A second victory at the ballot box would cap Anwar’s storied political journey, a former deputy prime minister whose sacking and imprisonment in the 1990s led to massive street protests and a reform movement that saw his bloc rise into a major political force.

Anwar was in prison during the 2018 vote for a sodomy charge that critics say was trumped up. Former Prime Minister Mahathir Mohamad led the alliance’s campaign and became the world’s oldest leader at 92 after the victory. Anwar was pardoned shortly after and would have succeeded Mahathir had their government not crumbled.

The stakes are high for Anwar, who is contesting a new federal seat in Tambun in northern Perak state in a calculated gamble to showcase his alliance’s strength. His bloc has promised a reset in government policies to focus on merits and needs, rather than race, and good governance to plug billions of dollars it said was lost to corruption. Critics say the affirmative action policy that gives majority Malays privileges in business, housing and education has been abused to enrich the elites, alienate minority groups and has sparked a brain drain.

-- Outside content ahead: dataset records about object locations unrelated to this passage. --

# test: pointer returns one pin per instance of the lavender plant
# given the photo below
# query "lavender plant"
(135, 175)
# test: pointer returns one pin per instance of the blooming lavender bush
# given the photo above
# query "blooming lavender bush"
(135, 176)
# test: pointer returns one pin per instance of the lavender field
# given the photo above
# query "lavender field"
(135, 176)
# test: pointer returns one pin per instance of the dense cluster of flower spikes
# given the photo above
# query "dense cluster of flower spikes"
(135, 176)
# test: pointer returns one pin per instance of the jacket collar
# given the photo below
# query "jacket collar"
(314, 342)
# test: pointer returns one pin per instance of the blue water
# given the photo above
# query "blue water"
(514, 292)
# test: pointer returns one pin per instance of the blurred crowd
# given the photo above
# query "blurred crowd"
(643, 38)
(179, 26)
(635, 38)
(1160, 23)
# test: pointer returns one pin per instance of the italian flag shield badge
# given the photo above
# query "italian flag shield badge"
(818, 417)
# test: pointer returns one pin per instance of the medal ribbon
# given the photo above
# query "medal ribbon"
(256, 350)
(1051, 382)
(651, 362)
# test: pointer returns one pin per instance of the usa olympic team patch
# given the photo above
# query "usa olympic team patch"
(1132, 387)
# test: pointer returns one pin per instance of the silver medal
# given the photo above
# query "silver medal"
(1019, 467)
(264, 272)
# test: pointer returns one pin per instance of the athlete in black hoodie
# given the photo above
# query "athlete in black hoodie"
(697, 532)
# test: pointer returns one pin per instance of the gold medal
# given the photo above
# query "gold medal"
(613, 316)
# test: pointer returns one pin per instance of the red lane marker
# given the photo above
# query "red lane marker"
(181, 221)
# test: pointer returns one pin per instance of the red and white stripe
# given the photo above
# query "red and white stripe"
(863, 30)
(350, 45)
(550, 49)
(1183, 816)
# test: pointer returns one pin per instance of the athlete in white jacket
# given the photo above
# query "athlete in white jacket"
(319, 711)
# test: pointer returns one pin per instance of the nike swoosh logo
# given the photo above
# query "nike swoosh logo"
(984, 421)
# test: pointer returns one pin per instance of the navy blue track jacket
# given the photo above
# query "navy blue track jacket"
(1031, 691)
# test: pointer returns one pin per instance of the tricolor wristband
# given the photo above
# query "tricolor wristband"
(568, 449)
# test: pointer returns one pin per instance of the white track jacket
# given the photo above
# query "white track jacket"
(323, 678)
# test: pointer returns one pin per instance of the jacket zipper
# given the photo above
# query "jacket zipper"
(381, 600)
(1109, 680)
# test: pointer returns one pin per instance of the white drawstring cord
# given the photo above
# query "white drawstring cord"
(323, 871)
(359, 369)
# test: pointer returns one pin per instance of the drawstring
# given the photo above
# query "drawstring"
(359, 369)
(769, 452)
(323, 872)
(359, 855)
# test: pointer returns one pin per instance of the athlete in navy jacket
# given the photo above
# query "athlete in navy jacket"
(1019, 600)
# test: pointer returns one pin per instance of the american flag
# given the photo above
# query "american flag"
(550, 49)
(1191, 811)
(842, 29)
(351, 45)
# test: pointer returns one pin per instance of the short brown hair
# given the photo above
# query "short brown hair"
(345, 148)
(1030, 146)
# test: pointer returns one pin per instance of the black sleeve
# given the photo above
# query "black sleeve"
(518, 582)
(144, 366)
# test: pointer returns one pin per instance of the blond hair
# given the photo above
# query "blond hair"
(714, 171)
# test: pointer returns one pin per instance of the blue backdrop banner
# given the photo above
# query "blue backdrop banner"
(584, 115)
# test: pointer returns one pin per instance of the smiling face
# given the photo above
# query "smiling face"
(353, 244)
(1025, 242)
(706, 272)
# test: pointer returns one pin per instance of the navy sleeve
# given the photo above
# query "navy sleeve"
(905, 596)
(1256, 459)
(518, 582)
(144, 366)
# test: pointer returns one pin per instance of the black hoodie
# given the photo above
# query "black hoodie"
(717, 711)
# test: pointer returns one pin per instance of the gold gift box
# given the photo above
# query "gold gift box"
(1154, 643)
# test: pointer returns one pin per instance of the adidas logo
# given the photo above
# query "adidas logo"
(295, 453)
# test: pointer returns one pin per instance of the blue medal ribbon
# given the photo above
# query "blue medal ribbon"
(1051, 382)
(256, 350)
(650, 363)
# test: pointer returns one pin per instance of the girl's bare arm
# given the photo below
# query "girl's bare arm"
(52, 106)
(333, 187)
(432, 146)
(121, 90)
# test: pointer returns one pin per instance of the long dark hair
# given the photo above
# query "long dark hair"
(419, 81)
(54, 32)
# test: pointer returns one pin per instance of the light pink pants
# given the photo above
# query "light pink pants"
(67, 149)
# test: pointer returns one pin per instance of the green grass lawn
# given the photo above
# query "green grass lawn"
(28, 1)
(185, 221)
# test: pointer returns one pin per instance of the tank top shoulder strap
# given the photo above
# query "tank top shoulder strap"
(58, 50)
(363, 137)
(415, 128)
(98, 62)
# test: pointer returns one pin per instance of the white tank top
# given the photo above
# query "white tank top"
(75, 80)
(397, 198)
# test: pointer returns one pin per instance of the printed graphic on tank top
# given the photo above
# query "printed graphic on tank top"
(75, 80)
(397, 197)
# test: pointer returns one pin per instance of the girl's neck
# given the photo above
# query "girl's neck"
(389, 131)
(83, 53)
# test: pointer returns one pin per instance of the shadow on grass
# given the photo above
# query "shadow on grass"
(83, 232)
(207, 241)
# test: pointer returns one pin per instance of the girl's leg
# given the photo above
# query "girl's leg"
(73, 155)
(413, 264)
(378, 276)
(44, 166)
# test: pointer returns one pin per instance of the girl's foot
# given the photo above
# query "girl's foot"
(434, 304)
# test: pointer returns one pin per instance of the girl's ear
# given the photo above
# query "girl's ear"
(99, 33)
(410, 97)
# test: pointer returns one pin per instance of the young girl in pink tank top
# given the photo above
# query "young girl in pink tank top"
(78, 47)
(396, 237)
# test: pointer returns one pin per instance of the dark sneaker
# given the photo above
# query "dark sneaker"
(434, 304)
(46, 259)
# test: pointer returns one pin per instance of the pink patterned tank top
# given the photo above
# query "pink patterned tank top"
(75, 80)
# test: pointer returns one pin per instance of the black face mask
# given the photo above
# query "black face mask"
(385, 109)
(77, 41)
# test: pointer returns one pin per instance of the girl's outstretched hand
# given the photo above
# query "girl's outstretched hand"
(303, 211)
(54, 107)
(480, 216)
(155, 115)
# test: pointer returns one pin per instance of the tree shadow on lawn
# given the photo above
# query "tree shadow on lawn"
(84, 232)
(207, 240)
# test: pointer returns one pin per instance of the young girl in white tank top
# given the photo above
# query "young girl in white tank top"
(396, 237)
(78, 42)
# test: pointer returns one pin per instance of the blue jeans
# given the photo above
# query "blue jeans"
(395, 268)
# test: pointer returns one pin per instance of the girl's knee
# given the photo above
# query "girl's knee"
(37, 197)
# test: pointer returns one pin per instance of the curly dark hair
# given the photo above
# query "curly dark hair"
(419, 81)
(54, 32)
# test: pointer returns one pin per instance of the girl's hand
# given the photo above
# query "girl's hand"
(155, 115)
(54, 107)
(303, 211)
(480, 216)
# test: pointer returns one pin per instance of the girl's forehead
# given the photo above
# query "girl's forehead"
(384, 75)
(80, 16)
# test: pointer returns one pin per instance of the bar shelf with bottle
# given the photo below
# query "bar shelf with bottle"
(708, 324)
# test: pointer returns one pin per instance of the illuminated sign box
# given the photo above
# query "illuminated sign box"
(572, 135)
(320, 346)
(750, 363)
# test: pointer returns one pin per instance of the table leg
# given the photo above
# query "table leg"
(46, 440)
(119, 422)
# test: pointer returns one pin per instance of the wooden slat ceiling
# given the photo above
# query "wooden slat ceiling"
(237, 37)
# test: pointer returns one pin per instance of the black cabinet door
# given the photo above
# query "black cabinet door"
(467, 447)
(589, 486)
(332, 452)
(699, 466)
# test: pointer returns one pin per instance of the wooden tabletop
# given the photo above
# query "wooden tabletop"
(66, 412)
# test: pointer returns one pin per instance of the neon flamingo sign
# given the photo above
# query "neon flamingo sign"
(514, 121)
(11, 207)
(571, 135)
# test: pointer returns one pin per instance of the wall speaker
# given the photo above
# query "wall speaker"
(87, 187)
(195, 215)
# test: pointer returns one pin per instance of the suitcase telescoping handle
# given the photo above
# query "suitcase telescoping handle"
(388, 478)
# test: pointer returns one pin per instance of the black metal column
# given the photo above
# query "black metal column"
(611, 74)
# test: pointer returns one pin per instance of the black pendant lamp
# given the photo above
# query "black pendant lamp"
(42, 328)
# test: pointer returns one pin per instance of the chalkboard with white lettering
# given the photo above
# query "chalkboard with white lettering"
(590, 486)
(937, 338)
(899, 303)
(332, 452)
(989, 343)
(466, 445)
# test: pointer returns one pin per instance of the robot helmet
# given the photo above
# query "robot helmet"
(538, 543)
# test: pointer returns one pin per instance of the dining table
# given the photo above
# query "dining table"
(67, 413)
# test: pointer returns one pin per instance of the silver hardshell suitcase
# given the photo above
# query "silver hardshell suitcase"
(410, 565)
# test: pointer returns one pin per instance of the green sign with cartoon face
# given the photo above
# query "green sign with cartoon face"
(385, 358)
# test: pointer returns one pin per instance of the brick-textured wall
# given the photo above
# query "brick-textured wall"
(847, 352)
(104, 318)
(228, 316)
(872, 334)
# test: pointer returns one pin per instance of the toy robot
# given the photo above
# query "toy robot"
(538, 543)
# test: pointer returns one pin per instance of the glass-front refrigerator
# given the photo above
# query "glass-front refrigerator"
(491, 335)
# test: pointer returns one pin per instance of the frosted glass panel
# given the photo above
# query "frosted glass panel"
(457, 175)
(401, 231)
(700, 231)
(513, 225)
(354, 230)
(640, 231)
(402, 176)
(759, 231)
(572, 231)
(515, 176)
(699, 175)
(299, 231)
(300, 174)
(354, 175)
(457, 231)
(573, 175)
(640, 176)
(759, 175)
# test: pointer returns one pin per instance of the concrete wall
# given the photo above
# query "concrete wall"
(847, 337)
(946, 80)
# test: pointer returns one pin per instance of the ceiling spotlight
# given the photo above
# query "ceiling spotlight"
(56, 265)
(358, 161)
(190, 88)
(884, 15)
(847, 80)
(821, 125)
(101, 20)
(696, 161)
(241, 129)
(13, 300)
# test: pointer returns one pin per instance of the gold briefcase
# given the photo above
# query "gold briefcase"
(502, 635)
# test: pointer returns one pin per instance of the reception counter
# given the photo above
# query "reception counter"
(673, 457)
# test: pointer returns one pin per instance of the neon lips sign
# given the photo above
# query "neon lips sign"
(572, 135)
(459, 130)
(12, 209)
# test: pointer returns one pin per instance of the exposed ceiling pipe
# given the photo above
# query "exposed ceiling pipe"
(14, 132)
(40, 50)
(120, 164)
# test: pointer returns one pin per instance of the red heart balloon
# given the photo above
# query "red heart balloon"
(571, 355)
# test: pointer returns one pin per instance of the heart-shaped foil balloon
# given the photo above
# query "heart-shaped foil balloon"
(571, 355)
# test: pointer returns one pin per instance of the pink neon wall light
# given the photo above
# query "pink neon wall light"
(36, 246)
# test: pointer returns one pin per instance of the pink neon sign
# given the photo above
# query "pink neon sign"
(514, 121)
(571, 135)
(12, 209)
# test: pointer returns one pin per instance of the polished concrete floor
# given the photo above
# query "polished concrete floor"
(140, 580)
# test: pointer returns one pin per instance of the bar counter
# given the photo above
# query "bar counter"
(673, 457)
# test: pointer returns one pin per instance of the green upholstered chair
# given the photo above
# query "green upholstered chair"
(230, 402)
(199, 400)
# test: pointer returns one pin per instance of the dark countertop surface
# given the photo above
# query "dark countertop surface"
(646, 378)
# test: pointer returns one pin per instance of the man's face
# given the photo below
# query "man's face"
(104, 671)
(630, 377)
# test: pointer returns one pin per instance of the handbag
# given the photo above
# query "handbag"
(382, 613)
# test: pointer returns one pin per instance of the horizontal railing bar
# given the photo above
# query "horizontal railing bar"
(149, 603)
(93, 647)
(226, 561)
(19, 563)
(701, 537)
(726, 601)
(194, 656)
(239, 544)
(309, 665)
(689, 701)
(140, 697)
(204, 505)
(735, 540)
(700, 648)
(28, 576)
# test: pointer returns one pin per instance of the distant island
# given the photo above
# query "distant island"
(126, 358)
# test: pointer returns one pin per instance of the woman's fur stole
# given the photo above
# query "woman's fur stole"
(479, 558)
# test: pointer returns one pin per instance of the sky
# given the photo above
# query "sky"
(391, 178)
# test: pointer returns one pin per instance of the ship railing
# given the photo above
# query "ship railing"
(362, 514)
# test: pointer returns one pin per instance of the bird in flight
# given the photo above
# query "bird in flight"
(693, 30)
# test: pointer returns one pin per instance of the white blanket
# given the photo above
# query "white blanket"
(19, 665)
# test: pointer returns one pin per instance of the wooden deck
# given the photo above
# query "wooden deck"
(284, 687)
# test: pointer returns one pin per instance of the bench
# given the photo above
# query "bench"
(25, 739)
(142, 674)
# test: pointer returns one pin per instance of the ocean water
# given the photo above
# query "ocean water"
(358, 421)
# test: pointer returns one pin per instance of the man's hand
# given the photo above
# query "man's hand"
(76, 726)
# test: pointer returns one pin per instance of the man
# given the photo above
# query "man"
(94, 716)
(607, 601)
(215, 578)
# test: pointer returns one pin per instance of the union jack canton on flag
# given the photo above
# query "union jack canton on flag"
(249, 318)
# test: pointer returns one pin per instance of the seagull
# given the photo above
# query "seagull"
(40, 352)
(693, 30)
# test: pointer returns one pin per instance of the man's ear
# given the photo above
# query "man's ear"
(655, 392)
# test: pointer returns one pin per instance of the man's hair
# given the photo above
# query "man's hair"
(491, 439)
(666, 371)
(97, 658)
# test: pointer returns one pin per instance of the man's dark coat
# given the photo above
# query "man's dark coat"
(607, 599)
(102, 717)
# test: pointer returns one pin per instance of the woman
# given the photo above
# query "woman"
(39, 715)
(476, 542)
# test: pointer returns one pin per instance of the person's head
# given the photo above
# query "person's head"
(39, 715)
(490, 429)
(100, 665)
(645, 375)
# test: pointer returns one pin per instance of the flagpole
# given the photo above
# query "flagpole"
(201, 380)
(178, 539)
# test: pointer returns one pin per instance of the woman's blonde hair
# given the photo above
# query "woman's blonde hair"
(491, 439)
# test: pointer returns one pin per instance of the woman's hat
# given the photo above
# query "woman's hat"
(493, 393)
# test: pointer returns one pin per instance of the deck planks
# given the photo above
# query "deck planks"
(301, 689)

But this has been a sore point with rural Malays, who have been constantly warned by UMNO of the risk of Chinese economic domination if the opposition won. Anwar’s alliance includes a Chinese-majority party that has long been used as the bogeyman by UMNO. Malays form two-thirds of Malaysia’s 33 million people, which include large minorities of ethnic Chinese and Indians.

The National Alliance, UMNO’s ally-turned rival, ran a sleek campaign to woo Malay supporters uncomfortable with corruption in UMNO and greater pluralism espoused by Anwar. Its leader Muhyiddin defected from Mahathir’s government in early 2020, causing its collapse. He became prime minister under a tieup with UMNO but resigned after 17 months due to infighting. Anwar’s supporters have accused Muhyiddin and leaders of his Islamic ally of hate speech against ethnic minority groups in their bid to win Malay votes.

Mahathir, 97, is also seeking support under a new Malay movement that isn’t expected to make much headway but may split the vote. His popularity has faded and the elections are likely to be the last for Mahathir.